Russia does not have the best reputation in the world–and Vladimir Putin is not helping. The current conflict, mingled with the administrative difficulties in visiting Russia is a crying shame because St Pete was once one of Europe’s–and the world’s–top cultural centers. And it still could be, if only they’d let it shine they way it is meant to! The Trinity Cathedral with its beautiful blue domes is only one of many, many beautiful buildings found in Russia’s centre of culture. You can wander the streets all day and STILL find beautiful buildings and elegant boulevards and magical cathedrals, even far from the centre. Aside from Paris and a few other large (and lucky!) European cities, most of the continent’s finest cities lose some of their splendor a short walk from the centre.

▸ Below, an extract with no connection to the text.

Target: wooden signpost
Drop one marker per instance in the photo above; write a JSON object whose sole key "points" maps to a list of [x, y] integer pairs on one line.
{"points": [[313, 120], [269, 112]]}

Here, the beauty lives on. Not only that, but the city is alive with bustling streets interspersed with peaceful parks, busy churches with weddings spilling out on their lawns, cafes and restaurants bubbling over with charm and vivacity. The Russians are stereotyped as cold and hard and rude, and while that may be true of the lady selling metro tickets (but let’s admit, anyone forced to spend uninterrupted hours in a tiny box underground making repeated sales would be a bit charmless), once you get past that hard exterior, the Russians can be quite fun, certainly hilarious, and even adventurous (or is that recklessness?). No matter; a sojourn to discover Europe’s finest art, cultural and religious centers cannot be complete without a visit to St Pete. It is hands-down one of Europe’s most beautiful cities. And as a teensy tip–one can avoid the tedious visa process by visiting on a designated tour (usually by cruise) for up to 72 hours without a visa.
Drinking coffee in a beautiful Russian cafe, I picked up a newspaper and began to slowly decipher the words I knew. In light of my recent travels to Russia, I couldn’t resist putting a photo of the Cyrillic alphabet in response to this prompt, as I find Cyrillic even more beautiful than the Latin alphabet. Cyrillic was named after the saint brothers Cyril and Methodius who are generally given credit as the creators of the Glagolithic alphabet, which eventually developed into the Cyrillic (by way of the Greek alphabet), bringing literacy to the Russian people. Today, over 250 million people use the script as their official alphabet, primarily in Russia and other nearby countries. Despite what it might seem, learning to read Cyrillic is not terribly difficult…the 3 genders, 6 cases, and difficult pronunciation is what makes learning Russian hard–although that’s no reason not to try!